Effect of Disorder Strength on Optimal Paths in Complex Networks

We study the transition between the strong and weak disorder regimes in the scaling properties of the average optimal path $\ell_{\rm opt}$ in a disordered ER random network and SF network. We find that for any finite value of the disorder strength control parameter $a$, there is a crossover network size $N^*(a)$ at which the transition occurs.

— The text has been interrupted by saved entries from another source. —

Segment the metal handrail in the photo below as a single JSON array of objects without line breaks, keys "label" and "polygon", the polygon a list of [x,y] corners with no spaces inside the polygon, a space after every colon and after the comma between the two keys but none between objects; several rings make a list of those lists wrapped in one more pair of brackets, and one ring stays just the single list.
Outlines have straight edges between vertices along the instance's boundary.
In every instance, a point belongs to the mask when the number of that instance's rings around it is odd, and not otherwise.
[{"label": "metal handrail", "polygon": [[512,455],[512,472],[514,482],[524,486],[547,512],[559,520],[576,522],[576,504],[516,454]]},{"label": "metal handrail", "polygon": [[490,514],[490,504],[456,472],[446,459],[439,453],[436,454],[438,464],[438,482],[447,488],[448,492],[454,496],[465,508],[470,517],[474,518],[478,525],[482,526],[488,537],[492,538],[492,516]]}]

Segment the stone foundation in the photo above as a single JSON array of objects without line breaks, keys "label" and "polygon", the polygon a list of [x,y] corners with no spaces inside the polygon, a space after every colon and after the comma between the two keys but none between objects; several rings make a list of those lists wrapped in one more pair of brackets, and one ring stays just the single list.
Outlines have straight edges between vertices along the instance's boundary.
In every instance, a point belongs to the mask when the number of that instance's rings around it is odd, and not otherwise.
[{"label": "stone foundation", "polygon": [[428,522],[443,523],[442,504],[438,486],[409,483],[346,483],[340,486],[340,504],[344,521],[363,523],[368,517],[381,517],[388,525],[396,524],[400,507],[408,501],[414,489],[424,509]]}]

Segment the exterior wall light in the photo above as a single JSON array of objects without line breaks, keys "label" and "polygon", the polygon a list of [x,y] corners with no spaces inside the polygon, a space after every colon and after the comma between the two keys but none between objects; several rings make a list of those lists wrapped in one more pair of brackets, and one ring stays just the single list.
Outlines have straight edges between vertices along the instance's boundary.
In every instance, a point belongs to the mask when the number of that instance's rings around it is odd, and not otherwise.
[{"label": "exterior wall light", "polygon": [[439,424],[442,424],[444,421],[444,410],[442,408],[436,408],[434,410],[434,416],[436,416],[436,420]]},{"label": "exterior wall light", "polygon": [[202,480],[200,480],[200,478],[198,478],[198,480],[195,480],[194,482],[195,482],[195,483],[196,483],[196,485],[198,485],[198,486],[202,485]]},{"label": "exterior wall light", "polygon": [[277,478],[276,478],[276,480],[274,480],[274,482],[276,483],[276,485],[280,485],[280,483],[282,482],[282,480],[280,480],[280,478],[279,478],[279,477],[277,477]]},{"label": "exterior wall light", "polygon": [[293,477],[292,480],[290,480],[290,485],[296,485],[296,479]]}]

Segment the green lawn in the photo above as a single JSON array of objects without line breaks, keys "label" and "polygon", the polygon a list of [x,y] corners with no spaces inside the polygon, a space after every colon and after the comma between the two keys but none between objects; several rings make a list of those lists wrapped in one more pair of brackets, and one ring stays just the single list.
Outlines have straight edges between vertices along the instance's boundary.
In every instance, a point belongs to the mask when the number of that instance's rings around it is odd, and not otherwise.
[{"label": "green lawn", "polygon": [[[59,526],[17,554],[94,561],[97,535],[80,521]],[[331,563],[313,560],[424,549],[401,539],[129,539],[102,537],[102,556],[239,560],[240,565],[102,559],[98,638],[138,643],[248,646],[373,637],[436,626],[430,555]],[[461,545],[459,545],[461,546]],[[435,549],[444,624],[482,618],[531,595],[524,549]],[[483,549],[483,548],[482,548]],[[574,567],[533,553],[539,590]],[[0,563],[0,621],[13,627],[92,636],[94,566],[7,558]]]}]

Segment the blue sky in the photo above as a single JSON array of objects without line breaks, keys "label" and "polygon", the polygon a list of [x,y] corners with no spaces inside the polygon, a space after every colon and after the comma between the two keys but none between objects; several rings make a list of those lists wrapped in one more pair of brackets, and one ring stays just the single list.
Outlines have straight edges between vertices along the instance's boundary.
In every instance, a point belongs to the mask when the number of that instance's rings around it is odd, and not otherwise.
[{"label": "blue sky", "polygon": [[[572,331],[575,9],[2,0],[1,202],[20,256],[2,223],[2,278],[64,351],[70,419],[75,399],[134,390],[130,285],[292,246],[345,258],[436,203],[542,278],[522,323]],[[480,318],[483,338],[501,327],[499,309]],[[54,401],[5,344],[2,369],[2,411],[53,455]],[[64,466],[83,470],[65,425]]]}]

For $N \ll N^*(a)$ the scaling behavior of $\ell_{\rm opt}$ is in the strong disorder regime, with $\ell_{\rm opt} \sim N^{1/3}$ for ER networks and for SF networks with $\lambda \ge 4$, and $\ell_ {\rm opt} \sim N^{(\lambda-3)/(\lambda-1)}$ for SF networks with $3 < \lambda < 4$. For $N \gg N^*(a)$ the scaling behavior is in the weak disorder regime, with $\ell_{\rm opt}\sim\ln N$ for ER networks and SF networks with $\lambda > 3$. We proceed to derive the scaling relation between $N^*(a)$ and $a$. We find that $N^*(a)\sim a^3$ for ER networks and for SF networks with $\lambda\ge 4$, and $N^*(a)\sim a^{(\lambda-1)/(\lambda-3)}$ for SF networks with $3 <\lambda < 4$.